Дверь в комнату Салы была открыта. Там, широко распахнув глаза, стояла Ада. Опустив взгляд, Сала проскользнула мимо голого хозяина дома и закрыла за собой дверь. Ада бросила на нее отчаянный взгляд. Снаружи послышался глубокий вдох Изабеллы. При этом она так ужасно хрипела, что Сала испугалась за ее жизнь. Затем последовал пронзительный визг. И стало тихо. Вскоре после они услышали шаги, раздался шепот, открылась и снова закрылась дверь в хозяйскую спальню. Судя по громким стонам, начался акт примирения.
– Мама, я не хочу здесь оставаться, – сказала Ада.
47
Стоял прохладный, солнечный мартовский день. «Хуан де Гарай» прибыл в Гамбургскую гавань. Ада наблюдала с палубы за людьми на причале. Когда опустили трапы, пассажиры в радостном оживлении столпились у выхода. Взволнованная Ада бросилась вперед. Желая первой сойти с корабля, она протолкнулась мимо взрослых и приготовилась к прыжку. Но едва проход открылся, ее схватила чужая рука и резким рывком опустила на землю посреди полета. Короткая оплеуха и непонятная хриплая речь заставили девочку уступить проход. Ее первый шаг на германскую землю стал шагом на вражескую территорию. Даже солнце светило здесь с безрадостной строгостью. Аде захотелось назад на корабль, назад на родину, назад в Буэнос-Айрес. От этих пустых взглядов, от этого кудахтанья. Этот страх слезами не одолеть. Здесь – страна взрослых, и ее выбросило на берег.
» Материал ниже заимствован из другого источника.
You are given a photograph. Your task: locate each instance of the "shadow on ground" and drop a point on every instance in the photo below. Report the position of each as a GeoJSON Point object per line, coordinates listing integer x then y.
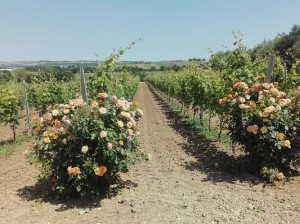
{"type": "Point", "coordinates": [217, 164]}
{"type": "Point", "coordinates": [41, 192]}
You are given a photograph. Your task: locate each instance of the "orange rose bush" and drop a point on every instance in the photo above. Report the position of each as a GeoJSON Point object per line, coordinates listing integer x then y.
{"type": "Point", "coordinates": [265, 121]}
{"type": "Point", "coordinates": [81, 147]}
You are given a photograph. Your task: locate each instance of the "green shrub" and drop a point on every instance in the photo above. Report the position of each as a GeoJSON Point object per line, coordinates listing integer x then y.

– Здесь с собаками обращаются лучше, чем с детьми, – сказала она матери после первой совместной прогулки. Вдалеке слышалось пьяное пение. Первую ночь обе провели беспокойно. И смогли заснуть только ранним утром. После завтрака настроение немного улучшилось. Они сели на поезд до Берлина. И просидели неподвижно почти всю поездку. Сала была рада вернуться, но боялась своей родины. Гюрс и воспоминания из детства возникали на фоне пролетающего в окне пейзажа. Перед ней сидела Ада. Будущее есть.
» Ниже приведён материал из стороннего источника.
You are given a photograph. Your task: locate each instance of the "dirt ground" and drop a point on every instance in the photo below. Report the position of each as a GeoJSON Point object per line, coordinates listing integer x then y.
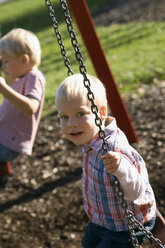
{"type": "Point", "coordinates": [41, 205]}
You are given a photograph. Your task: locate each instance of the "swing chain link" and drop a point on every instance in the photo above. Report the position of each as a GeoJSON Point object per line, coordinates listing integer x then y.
{"type": "Point", "coordinates": [58, 35]}
{"type": "Point", "coordinates": [129, 216]}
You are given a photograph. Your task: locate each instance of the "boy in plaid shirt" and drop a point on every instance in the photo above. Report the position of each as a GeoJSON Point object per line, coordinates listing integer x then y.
{"type": "Point", "coordinates": [107, 227]}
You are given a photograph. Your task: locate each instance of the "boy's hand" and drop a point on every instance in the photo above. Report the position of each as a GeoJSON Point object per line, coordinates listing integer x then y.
{"type": "Point", "coordinates": [111, 161]}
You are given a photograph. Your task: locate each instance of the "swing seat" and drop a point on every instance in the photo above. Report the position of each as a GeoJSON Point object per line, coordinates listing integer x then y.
{"type": "Point", "coordinates": [5, 169]}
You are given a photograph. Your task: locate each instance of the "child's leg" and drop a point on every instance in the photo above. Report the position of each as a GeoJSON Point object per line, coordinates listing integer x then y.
{"type": "Point", "coordinates": [6, 155]}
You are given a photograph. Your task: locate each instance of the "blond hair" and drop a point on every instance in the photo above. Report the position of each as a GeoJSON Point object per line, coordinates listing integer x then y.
{"type": "Point", "coordinates": [20, 41]}
{"type": "Point", "coordinates": [73, 86]}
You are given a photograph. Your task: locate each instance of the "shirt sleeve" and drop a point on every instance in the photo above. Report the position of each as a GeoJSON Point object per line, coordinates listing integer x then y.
{"type": "Point", "coordinates": [131, 173]}
{"type": "Point", "coordinates": [132, 183]}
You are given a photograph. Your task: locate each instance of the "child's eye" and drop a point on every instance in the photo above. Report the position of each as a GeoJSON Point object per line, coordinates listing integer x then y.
{"type": "Point", "coordinates": [79, 114]}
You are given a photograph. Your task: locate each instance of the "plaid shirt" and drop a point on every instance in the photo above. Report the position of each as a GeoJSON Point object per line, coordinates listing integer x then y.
{"type": "Point", "coordinates": [100, 200]}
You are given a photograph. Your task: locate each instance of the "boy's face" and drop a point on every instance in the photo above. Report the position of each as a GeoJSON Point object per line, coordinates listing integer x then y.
{"type": "Point", "coordinates": [77, 121]}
Они медленно поднялись по лестнице. Мопп Хайнеке открыла дверь. Бросившись в ее объятия, Сала пыталась вспомнить, что происходило тогда, в Лейпциге, что она чувствовала, что видела. Воспоминания пронеслись мимо, словно люди, которым нужно уступить дорогу. Они расспрашивали друг друга о незначительных деталях и слушали рассказы, словно наконец смогли пролистать старые газеты у парикмахера. Иногда обе умолкали, будто хотели немного обдумать услышанное, чтобы потом еще быстрее поспешить вдогонку за мыслями, схватиться за ручку уходящего поезда и в последний момент запрыгнуть в вагон, уносясь в утраченное время. Вечером они уютно устроились на маленьком балкончике Мопп. На улице горланили мужские голоса.
– Где находится Тризонезия, мама?
Сала ненадолго задумалась, а потом расхохоталась.
– Здесь… Они имеют в виду Берлин… Да уж, умо-о-ора: Тризонезия!
Она затряслась, из глаз побежали слезы.
– Ты плачешь? – спросила Ада, взяв ее за руку.
– Нет, я… Думаю, я смеюсь.
Засыпая, Сала размышляла, по-прежнему ли Отто живет на Шаперштрассе.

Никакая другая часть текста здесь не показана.